19 - 21 March: Symposium: WHAT IMAGES DO at The Royal Danish Academy of Fine Arts. Key-notes by Georges Didi-Huberman, Jonathan Hay and Jacques Rancière. With the participation of, among others, DAI-tutor Dr.Alena Alexandrova who will present her paper Strange Apparatus: the Potential and the Pan

| tag: Copenhagen

The aim of this symposium is to contribute to our understanding of what the image does (its pragma). The awkward entanglement of being and non-being (Plato) calls for an examination of the image as an act or event. Through its event, the image-act instigates an image-related reflection upon the issues of being and non-being, physis and semiosis, actuality and potentiality. The concept of iconic difference as coined by art historian and philosopher Gottfried Boehm is vital to our concern. Iconic difference embraces an internal effect in the formation of images as an entanglement of being and non-being, matter/perception, imagination/representation, but also externally in the relations between images, language, and concepts.

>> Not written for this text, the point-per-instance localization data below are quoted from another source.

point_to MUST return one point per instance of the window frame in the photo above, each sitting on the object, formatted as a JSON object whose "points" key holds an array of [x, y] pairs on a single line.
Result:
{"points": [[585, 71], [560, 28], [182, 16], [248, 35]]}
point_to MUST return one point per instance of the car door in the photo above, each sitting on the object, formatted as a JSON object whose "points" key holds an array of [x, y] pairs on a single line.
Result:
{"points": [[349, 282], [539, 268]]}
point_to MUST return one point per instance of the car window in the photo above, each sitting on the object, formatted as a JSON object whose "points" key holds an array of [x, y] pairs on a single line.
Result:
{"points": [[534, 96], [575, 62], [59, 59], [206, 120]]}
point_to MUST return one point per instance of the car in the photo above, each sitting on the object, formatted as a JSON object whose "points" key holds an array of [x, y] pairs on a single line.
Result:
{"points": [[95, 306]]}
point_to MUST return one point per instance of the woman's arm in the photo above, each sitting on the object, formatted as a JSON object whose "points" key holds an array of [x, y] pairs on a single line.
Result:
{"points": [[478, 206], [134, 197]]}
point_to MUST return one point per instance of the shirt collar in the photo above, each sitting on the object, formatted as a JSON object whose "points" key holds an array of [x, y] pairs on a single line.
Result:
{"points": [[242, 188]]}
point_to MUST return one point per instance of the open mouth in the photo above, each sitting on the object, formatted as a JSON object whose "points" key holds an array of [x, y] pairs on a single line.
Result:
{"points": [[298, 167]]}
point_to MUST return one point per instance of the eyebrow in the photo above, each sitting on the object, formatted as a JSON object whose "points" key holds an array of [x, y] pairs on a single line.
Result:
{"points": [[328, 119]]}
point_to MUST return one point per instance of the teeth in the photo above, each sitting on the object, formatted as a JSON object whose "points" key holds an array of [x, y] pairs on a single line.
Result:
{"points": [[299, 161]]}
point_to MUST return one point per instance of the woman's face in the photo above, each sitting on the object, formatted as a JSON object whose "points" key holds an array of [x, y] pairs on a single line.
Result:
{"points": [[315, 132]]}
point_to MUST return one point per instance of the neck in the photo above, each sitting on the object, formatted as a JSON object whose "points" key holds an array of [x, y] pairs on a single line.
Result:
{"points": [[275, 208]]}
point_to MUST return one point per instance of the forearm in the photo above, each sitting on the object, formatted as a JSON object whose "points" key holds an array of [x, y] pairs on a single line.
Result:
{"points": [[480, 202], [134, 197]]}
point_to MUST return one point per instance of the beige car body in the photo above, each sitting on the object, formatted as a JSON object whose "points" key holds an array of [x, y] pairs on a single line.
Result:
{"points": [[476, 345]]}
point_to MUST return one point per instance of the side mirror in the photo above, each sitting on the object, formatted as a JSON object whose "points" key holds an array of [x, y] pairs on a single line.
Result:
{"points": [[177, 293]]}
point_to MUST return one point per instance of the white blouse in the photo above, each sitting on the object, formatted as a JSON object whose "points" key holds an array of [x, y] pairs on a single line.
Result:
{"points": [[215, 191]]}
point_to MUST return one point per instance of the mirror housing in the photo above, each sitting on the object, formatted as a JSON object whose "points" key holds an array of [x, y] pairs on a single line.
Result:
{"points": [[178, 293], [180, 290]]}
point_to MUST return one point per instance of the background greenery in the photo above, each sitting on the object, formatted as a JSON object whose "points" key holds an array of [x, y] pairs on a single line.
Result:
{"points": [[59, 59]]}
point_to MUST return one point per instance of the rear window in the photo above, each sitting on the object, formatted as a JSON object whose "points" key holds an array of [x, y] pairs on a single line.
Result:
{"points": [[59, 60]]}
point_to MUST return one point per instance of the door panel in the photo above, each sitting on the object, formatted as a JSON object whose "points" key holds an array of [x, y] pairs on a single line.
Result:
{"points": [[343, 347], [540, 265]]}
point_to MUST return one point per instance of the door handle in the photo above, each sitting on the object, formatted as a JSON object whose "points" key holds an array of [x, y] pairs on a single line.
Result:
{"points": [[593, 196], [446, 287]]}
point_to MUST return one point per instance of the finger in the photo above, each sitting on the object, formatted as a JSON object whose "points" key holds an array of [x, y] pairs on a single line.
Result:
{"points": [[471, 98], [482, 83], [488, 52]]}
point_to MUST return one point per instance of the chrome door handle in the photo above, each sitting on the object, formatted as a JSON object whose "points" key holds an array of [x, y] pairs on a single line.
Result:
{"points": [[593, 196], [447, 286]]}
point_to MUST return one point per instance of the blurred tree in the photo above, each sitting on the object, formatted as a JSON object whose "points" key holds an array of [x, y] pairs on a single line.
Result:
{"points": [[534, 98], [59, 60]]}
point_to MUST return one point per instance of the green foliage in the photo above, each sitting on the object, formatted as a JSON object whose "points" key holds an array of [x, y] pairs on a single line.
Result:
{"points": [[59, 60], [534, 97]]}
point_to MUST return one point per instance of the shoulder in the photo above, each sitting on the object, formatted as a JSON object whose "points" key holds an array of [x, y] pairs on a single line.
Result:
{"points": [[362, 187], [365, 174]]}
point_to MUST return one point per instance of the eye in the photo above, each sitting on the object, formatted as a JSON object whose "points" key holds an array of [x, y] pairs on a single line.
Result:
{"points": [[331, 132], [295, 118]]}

Today, educational institutions within the fields of art, design, and architecture may no longer simply approach image making intuitively, but are requested to engage in a dialogue with academic research and science. Such primarily verbal discourse may, at best, support rather than suppress insights into the unique potentials of the image. Yet a prolific dialogue would not sustain the identity of the image as an already established reality (as re-presentation), but moreover articulate the particular behaviours of the image.

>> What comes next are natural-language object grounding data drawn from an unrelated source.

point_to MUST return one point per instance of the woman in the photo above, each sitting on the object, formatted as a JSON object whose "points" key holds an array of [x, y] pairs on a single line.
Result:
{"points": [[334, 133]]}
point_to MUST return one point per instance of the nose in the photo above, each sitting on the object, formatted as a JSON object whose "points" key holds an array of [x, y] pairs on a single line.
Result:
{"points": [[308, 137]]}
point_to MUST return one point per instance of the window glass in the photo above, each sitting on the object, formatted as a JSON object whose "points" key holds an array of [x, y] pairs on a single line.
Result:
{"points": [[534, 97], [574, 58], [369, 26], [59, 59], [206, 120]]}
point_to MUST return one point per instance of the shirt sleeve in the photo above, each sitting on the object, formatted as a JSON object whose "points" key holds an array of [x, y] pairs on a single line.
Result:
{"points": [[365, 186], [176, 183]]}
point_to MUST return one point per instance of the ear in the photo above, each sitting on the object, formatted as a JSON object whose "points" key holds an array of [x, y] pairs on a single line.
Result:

This three-day symposium brings together scholars from the fields of art, design, and architecture in order to discuss images theories and their implications to these fields. Papers will address topic such as:

• Iconic difference
• The epistemology of images
• The affect of images
• Images and time
• Art and the image
• Architecture and the image
• Design and the image

WHAT IMAGES DO follows upon the work of an international research network established in 2012 in collaboration between NCCR Iconic Criticism 'eikones' in Basel, TU Delft, Kunstakademie Düsseldorf, and The Royal Danish Academy of Fine Arts. The network and its activities are funded by The Danish Council for Independent Research, Humanities (FKK).